In the weeks after the 2002 flood, I, the youngest in my family by eight years, was sent away to my grandparents for a bright summer spent swimming in their pool, eating popsicles, and playing cards. My older siblings and parents stayed at our house and tried to undo the damage wrought by the flood. There isn’t any way to undo that damage, though. No matter how much you scrub the floors, walls, and windows, there will still be a trace left behind.
The floodwaters infiltrated our home and memories for years to come. The creek that I so loved had caused such drastic damage to my home, entirely changing the landscape. It destabilized my sense of place. Not only did the flood literally change the physical geography of my home, but it also changed my memory. It changed the way I marked time and space. There was a before and after the flood. We were forever remembering the flood.
What happened in Kerrville on July 4, 2025, is both new and familiar. It’s like the stories that I’ve heard recounted at the dinner table, over coffee at the local diner, in newspapers framed on walls, in TikTok stories and Instagram posts. It’s a story eerily similar to what happened in Wimberley in 2015, in Bandera County in 2002, in Comfort in 1987, and in Lampasas in 1957. The list goes on.
There were people who came to help us try and undo the damage wrought on our lives in 2002. Before I was sent away, I recall FEMA showing up at the end of our long gravel driveway. We—my siblings, parents, and I—were all outside wearing gloves and pulling debris out of the fence line while industrial fans from Home Depot ran at full speed inside the house, trying to dry out the flooring. The FEMA representatives, who never made it past the front gate, asked a few questions about how we were faring before giving us a red plastic bucket and a mop.
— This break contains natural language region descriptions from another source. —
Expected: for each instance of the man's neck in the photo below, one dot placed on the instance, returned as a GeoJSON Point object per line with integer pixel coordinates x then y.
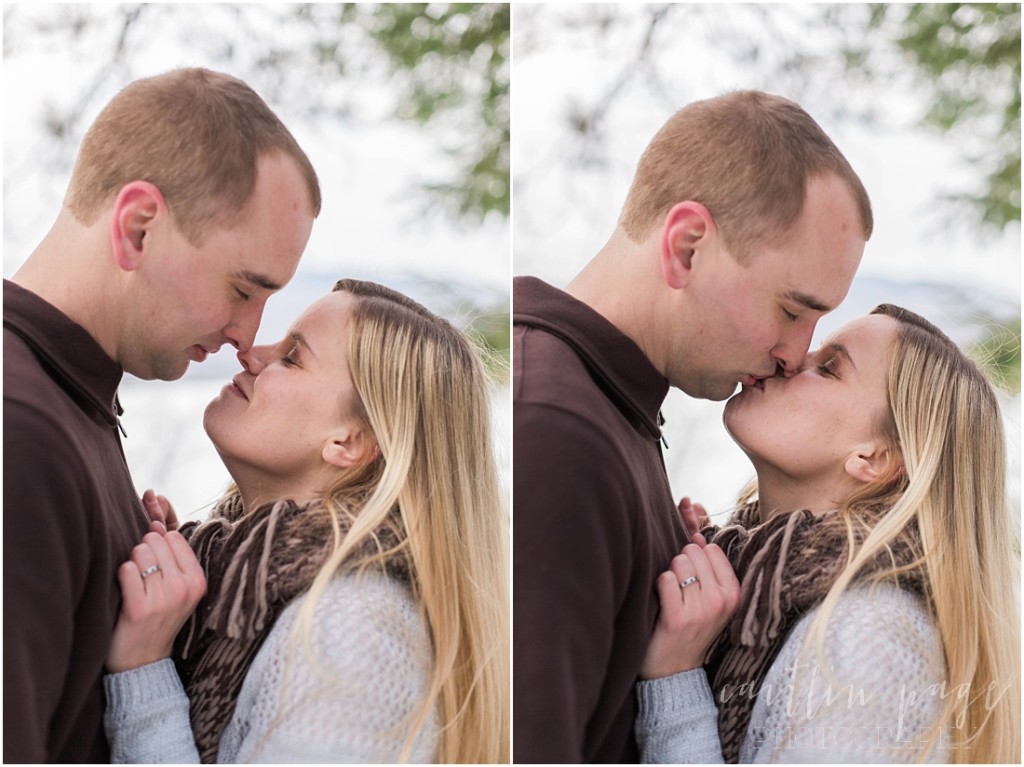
{"type": "Point", "coordinates": [616, 285]}
{"type": "Point", "coordinates": [66, 271]}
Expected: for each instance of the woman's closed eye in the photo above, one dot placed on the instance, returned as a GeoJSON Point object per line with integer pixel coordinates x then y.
{"type": "Point", "coordinates": [291, 359]}
{"type": "Point", "coordinates": [829, 368]}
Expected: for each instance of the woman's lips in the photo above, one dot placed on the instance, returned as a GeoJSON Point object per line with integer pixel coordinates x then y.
{"type": "Point", "coordinates": [238, 390]}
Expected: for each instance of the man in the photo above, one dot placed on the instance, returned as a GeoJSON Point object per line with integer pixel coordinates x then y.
{"type": "Point", "coordinates": [189, 204]}
{"type": "Point", "coordinates": [743, 225]}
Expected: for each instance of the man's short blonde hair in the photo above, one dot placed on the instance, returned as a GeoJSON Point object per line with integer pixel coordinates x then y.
{"type": "Point", "coordinates": [197, 135]}
{"type": "Point", "coordinates": [747, 157]}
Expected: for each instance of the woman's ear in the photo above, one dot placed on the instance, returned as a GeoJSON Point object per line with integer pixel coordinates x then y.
{"type": "Point", "coordinates": [685, 225]}
{"type": "Point", "coordinates": [870, 462]}
{"type": "Point", "coordinates": [350, 448]}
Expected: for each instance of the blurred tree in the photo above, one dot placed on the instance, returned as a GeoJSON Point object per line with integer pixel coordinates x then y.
{"type": "Point", "coordinates": [964, 58]}
{"type": "Point", "coordinates": [967, 58]}
{"type": "Point", "coordinates": [443, 66]}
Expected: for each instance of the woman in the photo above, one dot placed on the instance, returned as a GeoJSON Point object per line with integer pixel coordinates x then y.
{"type": "Point", "coordinates": [879, 621]}
{"type": "Point", "coordinates": [357, 597]}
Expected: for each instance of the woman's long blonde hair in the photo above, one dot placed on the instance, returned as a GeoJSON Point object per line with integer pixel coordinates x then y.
{"type": "Point", "coordinates": [423, 392]}
{"type": "Point", "coordinates": [944, 423]}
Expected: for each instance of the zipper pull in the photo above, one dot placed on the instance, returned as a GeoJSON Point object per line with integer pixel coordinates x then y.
{"type": "Point", "coordinates": [118, 412]}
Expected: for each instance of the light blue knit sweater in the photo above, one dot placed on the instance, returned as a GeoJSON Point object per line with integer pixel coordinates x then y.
{"type": "Point", "coordinates": [883, 649]}
{"type": "Point", "coordinates": [350, 704]}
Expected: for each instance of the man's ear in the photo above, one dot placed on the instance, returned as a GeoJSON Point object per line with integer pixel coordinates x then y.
{"type": "Point", "coordinates": [135, 207]}
{"type": "Point", "coordinates": [349, 446]}
{"type": "Point", "coordinates": [685, 225]}
{"type": "Point", "coordinates": [871, 462]}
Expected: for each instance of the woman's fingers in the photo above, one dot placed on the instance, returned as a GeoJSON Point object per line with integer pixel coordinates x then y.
{"type": "Point", "coordinates": [187, 564]}
{"type": "Point", "coordinates": [159, 509]}
{"type": "Point", "coordinates": [722, 567]}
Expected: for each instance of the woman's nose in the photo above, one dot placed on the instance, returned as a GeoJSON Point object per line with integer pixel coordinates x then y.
{"type": "Point", "coordinates": [253, 359]}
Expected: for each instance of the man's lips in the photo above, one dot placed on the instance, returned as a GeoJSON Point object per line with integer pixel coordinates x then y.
{"type": "Point", "coordinates": [754, 382]}
{"type": "Point", "coordinates": [200, 353]}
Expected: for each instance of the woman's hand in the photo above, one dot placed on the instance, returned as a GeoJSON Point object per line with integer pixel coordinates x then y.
{"type": "Point", "coordinates": [160, 510]}
{"type": "Point", "coordinates": [698, 595]}
{"type": "Point", "coordinates": [694, 517]}
{"type": "Point", "coordinates": [160, 586]}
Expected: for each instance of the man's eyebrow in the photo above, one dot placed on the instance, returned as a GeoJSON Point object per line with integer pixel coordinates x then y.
{"type": "Point", "coordinates": [258, 280]}
{"type": "Point", "coordinates": [809, 301]}
{"type": "Point", "coordinates": [299, 338]}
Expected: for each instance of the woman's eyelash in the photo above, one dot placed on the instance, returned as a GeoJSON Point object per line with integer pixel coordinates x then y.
{"type": "Point", "coordinates": [291, 357]}
{"type": "Point", "coordinates": [829, 367]}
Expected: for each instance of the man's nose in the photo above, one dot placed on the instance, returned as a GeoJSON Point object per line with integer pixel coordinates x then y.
{"type": "Point", "coordinates": [254, 359]}
{"type": "Point", "coordinates": [790, 352]}
{"type": "Point", "coordinates": [242, 332]}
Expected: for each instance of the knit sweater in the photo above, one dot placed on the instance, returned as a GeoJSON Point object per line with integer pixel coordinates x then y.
{"type": "Point", "coordinates": [885, 653]}
{"type": "Point", "coordinates": [350, 704]}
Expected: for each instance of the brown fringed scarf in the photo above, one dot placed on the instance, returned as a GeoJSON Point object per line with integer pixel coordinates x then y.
{"type": "Point", "coordinates": [785, 567]}
{"type": "Point", "coordinates": [255, 565]}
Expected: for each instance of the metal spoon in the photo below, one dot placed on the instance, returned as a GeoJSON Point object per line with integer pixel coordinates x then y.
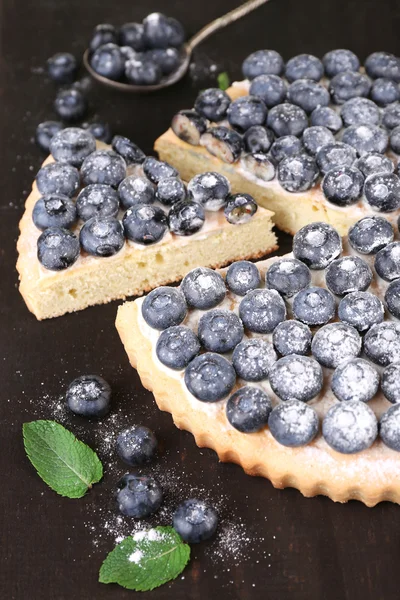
{"type": "Point", "coordinates": [187, 50]}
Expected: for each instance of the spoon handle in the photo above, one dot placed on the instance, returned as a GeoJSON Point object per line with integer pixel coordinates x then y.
{"type": "Point", "coordinates": [223, 21]}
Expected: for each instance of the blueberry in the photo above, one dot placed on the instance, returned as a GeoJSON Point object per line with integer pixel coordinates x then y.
{"type": "Point", "coordinates": [248, 409]}
{"type": "Point", "coordinates": [262, 310]}
{"type": "Point", "coordinates": [72, 145]}
{"type": "Point", "coordinates": [314, 138]}
{"type": "Point", "coordinates": [317, 245]}
{"type": "Point", "coordinates": [177, 346]}
{"type": "Point", "coordinates": [164, 307]}
{"type": "Point", "coordinates": [270, 88]}
{"type": "Point", "coordinates": [314, 306]}
{"type": "Point", "coordinates": [145, 224]}
{"type": "Point", "coordinates": [390, 383]}
{"type": "Point", "coordinates": [258, 139]}
{"type": "Point", "coordinates": [262, 62]}
{"type": "Point", "coordinates": [335, 343]}
{"type": "Point", "coordinates": [138, 496]}
{"type": "Point", "coordinates": [89, 396]}
{"type": "Point", "coordinates": [252, 359]}
{"type": "Point", "coordinates": [288, 276]}
{"type": "Point", "coordinates": [292, 337]}
{"type": "Point", "coordinates": [212, 104]}
{"type": "Point", "coordinates": [222, 142]}
{"type": "Point", "coordinates": [209, 189]}
{"type": "Point", "coordinates": [370, 234]}
{"type": "Point", "coordinates": [287, 119]}
{"type": "Point", "coordinates": [103, 166]}
{"type": "Point", "coordinates": [102, 236]}
{"type": "Point", "coordinates": [295, 377]}
{"type": "Point", "coordinates": [382, 191]}
{"type": "Point", "coordinates": [220, 331]}
{"type": "Point", "coordinates": [350, 427]}
{"type": "Point", "coordinates": [195, 521]}
{"type": "Point", "coordinates": [361, 310]}
{"type": "Point", "coordinates": [70, 104]}
{"type": "Point", "coordinates": [335, 156]}
{"type": "Point", "coordinates": [136, 445]}
{"type": "Point", "coordinates": [242, 276]}
{"type": "Point", "coordinates": [188, 125]}
{"type": "Point", "coordinates": [355, 380]}
{"type": "Point", "coordinates": [326, 117]}
{"type": "Point", "coordinates": [203, 288]}
{"type": "Point", "coordinates": [337, 61]}
{"type": "Point", "coordinates": [297, 173]}
{"type": "Point", "coordinates": [240, 208]}
{"type": "Point", "coordinates": [387, 262]}
{"type": "Point", "coordinates": [304, 66]}
{"type": "Point", "coordinates": [54, 210]}
{"type": "Point", "coordinates": [343, 186]}
{"type": "Point", "coordinates": [348, 84]}
{"type": "Point", "coordinates": [186, 217]}
{"type": "Point", "coordinates": [58, 178]}
{"type": "Point", "coordinates": [57, 248]}
{"type": "Point", "coordinates": [246, 111]}
{"type": "Point", "coordinates": [210, 377]}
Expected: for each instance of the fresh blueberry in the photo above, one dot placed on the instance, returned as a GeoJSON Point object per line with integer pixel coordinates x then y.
{"type": "Point", "coordinates": [335, 343]}
{"type": "Point", "coordinates": [72, 145]}
{"type": "Point", "coordinates": [348, 84]}
{"type": "Point", "coordinates": [297, 173]}
{"type": "Point", "coordinates": [304, 66]}
{"type": "Point", "coordinates": [57, 248]}
{"type": "Point", "coordinates": [350, 427]}
{"type": "Point", "coordinates": [209, 189]}
{"type": "Point", "coordinates": [262, 310]}
{"type": "Point", "coordinates": [287, 119]}
{"type": "Point", "coordinates": [242, 276]}
{"type": "Point", "coordinates": [370, 234]}
{"type": "Point", "coordinates": [292, 337]}
{"type": "Point", "coordinates": [212, 104]}
{"type": "Point", "coordinates": [314, 306]}
{"type": "Point", "coordinates": [177, 346]}
{"type": "Point", "coordinates": [361, 310]}
{"type": "Point", "coordinates": [295, 377]}
{"type": "Point", "coordinates": [337, 61]}
{"type": "Point", "coordinates": [240, 208]}
{"type": "Point", "coordinates": [270, 88]}
{"type": "Point", "coordinates": [195, 521]}
{"type": "Point", "coordinates": [262, 62]}
{"type": "Point", "coordinates": [210, 377]}
{"type": "Point", "coordinates": [248, 409]}
{"type": "Point", "coordinates": [355, 380]}
{"type": "Point", "coordinates": [186, 217]}
{"type": "Point", "coordinates": [136, 445]}
{"type": "Point", "coordinates": [138, 496]}
{"type": "Point", "coordinates": [317, 245]}
{"type": "Point", "coordinates": [70, 104]}
{"type": "Point", "coordinates": [203, 288]}
{"type": "Point", "coordinates": [102, 236]}
{"type": "Point", "coordinates": [224, 143]}
{"type": "Point", "coordinates": [89, 396]}
{"type": "Point", "coordinates": [335, 156]}
{"type": "Point", "coordinates": [252, 359]}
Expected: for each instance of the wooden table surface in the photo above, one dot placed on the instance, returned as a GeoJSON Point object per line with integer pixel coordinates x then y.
{"type": "Point", "coordinates": [273, 544]}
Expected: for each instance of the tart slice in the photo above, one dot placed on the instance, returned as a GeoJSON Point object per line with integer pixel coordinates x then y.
{"type": "Point", "coordinates": [290, 366]}
{"type": "Point", "coordinates": [102, 224]}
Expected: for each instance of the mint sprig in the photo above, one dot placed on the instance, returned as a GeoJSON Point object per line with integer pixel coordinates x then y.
{"type": "Point", "coordinates": [66, 464]}
{"type": "Point", "coordinates": [146, 560]}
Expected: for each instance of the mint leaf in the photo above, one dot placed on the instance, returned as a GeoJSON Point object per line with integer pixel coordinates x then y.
{"type": "Point", "coordinates": [67, 465]}
{"type": "Point", "coordinates": [146, 560]}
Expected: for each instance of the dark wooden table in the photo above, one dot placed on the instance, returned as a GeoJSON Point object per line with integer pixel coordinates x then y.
{"type": "Point", "coordinates": [51, 547]}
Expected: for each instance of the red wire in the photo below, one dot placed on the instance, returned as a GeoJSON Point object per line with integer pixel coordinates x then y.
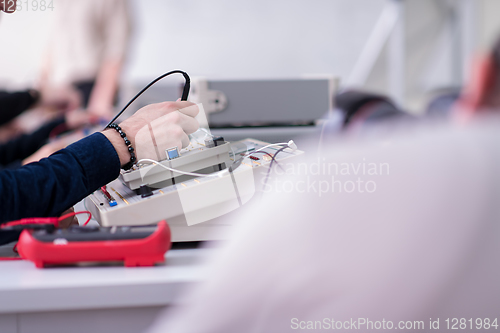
{"type": "Point", "coordinates": [47, 220]}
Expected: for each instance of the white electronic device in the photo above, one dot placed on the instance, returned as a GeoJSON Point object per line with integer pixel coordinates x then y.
{"type": "Point", "coordinates": [192, 206]}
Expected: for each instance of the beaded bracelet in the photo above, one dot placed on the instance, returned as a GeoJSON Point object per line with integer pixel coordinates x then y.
{"type": "Point", "coordinates": [128, 143]}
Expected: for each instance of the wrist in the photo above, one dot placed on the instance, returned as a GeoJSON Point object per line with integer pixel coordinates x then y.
{"type": "Point", "coordinates": [127, 144]}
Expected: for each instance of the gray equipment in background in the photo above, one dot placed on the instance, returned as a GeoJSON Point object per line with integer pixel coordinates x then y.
{"type": "Point", "coordinates": [268, 110]}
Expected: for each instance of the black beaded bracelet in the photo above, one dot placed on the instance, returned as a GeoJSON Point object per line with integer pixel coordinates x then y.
{"type": "Point", "coordinates": [133, 159]}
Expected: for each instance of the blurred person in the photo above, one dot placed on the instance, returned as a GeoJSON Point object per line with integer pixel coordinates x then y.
{"type": "Point", "coordinates": [87, 51]}
{"type": "Point", "coordinates": [401, 228]}
{"type": "Point", "coordinates": [54, 184]}
{"type": "Point", "coordinates": [13, 107]}
{"type": "Point", "coordinates": [34, 146]}
{"type": "Point", "coordinates": [480, 94]}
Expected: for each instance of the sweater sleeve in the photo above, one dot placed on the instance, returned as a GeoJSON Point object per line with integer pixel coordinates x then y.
{"type": "Point", "coordinates": [13, 104]}
{"type": "Point", "coordinates": [52, 185]}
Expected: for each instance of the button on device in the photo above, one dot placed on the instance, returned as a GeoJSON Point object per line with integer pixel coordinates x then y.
{"type": "Point", "coordinates": [145, 191]}
{"type": "Point", "coordinates": [78, 229]}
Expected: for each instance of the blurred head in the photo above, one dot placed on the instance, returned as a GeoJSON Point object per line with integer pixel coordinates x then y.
{"type": "Point", "coordinates": [8, 6]}
{"type": "Point", "coordinates": [483, 90]}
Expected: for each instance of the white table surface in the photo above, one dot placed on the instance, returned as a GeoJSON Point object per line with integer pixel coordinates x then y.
{"type": "Point", "coordinates": [25, 288]}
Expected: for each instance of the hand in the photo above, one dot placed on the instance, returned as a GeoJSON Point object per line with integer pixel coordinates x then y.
{"type": "Point", "coordinates": [61, 99]}
{"type": "Point", "coordinates": [165, 124]}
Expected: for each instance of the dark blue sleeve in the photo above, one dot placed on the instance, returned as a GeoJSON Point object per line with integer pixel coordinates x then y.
{"type": "Point", "coordinates": [26, 144]}
{"type": "Point", "coordinates": [49, 187]}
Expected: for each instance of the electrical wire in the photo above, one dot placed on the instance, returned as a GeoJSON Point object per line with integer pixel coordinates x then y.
{"type": "Point", "coordinates": [178, 171]}
{"type": "Point", "coordinates": [185, 91]}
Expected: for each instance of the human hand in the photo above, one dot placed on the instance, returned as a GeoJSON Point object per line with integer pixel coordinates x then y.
{"type": "Point", "coordinates": [78, 118]}
{"type": "Point", "coordinates": [155, 128]}
{"type": "Point", "coordinates": [69, 221]}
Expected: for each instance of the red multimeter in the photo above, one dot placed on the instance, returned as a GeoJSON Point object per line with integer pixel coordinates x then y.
{"type": "Point", "coordinates": [136, 246]}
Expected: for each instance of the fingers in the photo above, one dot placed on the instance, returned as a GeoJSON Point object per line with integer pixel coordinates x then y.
{"type": "Point", "coordinates": [191, 110]}
{"type": "Point", "coordinates": [185, 107]}
{"type": "Point", "coordinates": [187, 123]}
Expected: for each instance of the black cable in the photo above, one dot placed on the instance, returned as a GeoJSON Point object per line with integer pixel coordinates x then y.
{"type": "Point", "coordinates": [185, 91]}
{"type": "Point", "coordinates": [271, 164]}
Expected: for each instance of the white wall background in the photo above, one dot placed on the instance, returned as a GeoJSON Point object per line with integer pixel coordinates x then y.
{"type": "Point", "coordinates": [255, 39]}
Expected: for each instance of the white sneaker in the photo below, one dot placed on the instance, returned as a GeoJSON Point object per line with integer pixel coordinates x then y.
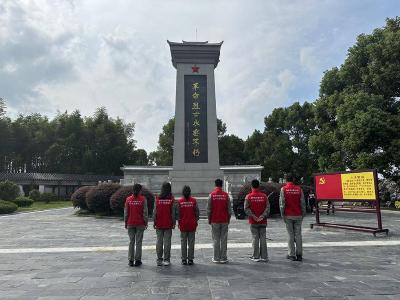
{"type": "Point", "coordinates": [254, 259]}
{"type": "Point", "coordinates": [166, 263]}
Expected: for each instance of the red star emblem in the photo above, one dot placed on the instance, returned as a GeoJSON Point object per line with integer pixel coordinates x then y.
{"type": "Point", "coordinates": [195, 69]}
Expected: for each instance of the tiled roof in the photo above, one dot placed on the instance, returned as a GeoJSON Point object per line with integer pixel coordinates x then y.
{"type": "Point", "coordinates": [56, 177]}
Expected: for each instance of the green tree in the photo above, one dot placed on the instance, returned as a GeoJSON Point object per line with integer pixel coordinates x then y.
{"type": "Point", "coordinates": [8, 190]}
{"type": "Point", "coordinates": [357, 113]}
{"type": "Point", "coordinates": [164, 153]}
{"type": "Point", "coordinates": [109, 142]}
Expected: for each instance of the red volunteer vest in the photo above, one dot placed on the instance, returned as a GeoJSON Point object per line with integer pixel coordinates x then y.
{"type": "Point", "coordinates": [135, 207]}
{"type": "Point", "coordinates": [187, 214]}
{"type": "Point", "coordinates": [292, 194]}
{"type": "Point", "coordinates": [164, 213]}
{"type": "Point", "coordinates": [257, 203]}
{"type": "Point", "coordinates": [219, 206]}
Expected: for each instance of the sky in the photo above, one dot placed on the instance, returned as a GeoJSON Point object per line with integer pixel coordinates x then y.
{"type": "Point", "coordinates": [63, 55]}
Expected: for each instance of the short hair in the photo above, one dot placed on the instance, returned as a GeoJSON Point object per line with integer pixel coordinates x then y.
{"type": "Point", "coordinates": [289, 177]}
{"type": "Point", "coordinates": [186, 191]}
{"type": "Point", "coordinates": [218, 182]}
{"type": "Point", "coordinates": [137, 188]}
{"type": "Point", "coordinates": [255, 184]}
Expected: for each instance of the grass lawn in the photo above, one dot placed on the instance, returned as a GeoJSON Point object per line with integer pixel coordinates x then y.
{"type": "Point", "coordinates": [43, 206]}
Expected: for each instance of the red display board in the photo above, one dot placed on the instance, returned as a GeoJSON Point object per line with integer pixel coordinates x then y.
{"type": "Point", "coordinates": [359, 185]}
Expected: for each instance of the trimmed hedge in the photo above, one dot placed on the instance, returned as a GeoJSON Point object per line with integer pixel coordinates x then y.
{"type": "Point", "coordinates": [78, 198]}
{"type": "Point", "coordinates": [7, 207]}
{"type": "Point", "coordinates": [34, 195]}
{"type": "Point", "coordinates": [117, 200]}
{"type": "Point", "coordinates": [22, 201]}
{"type": "Point", "coordinates": [8, 190]}
{"type": "Point", "coordinates": [48, 197]}
{"type": "Point", "coordinates": [98, 198]}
Even at age 8, I knew the inadequacy of such a gesture, no matter the intent behind it.
This memory is counterposed by another. A Saturday when family friends, coworkers, and neighbors showed up in force to help clear debris, fix fences, clean, and cook. With the communal labor came a sense of joy and comradery: jokes shared over teetering wheelbarrows, sweaty brows, and calloused hands—smiles and laughter. I may not know who is to be held responsible for such catastrophes, but I have a sense of to whom we, as community members struck by such violence, are responsible. One another.
We lived in that house for another 15 years, the high-water marks still visible on the cypress trees down by the creek. We built a berm between ourselves and the creek. Every hard rain, we would trek up the little rise and stare at the creek warily, watching and waiting for it to reach out of its banks again. In 2016, my parents sold the home. I haven’t stepped foot in those waters in nearly a decade, but I can still hear the rushing sound echoing across the years and haunting my memory every time a drought ends.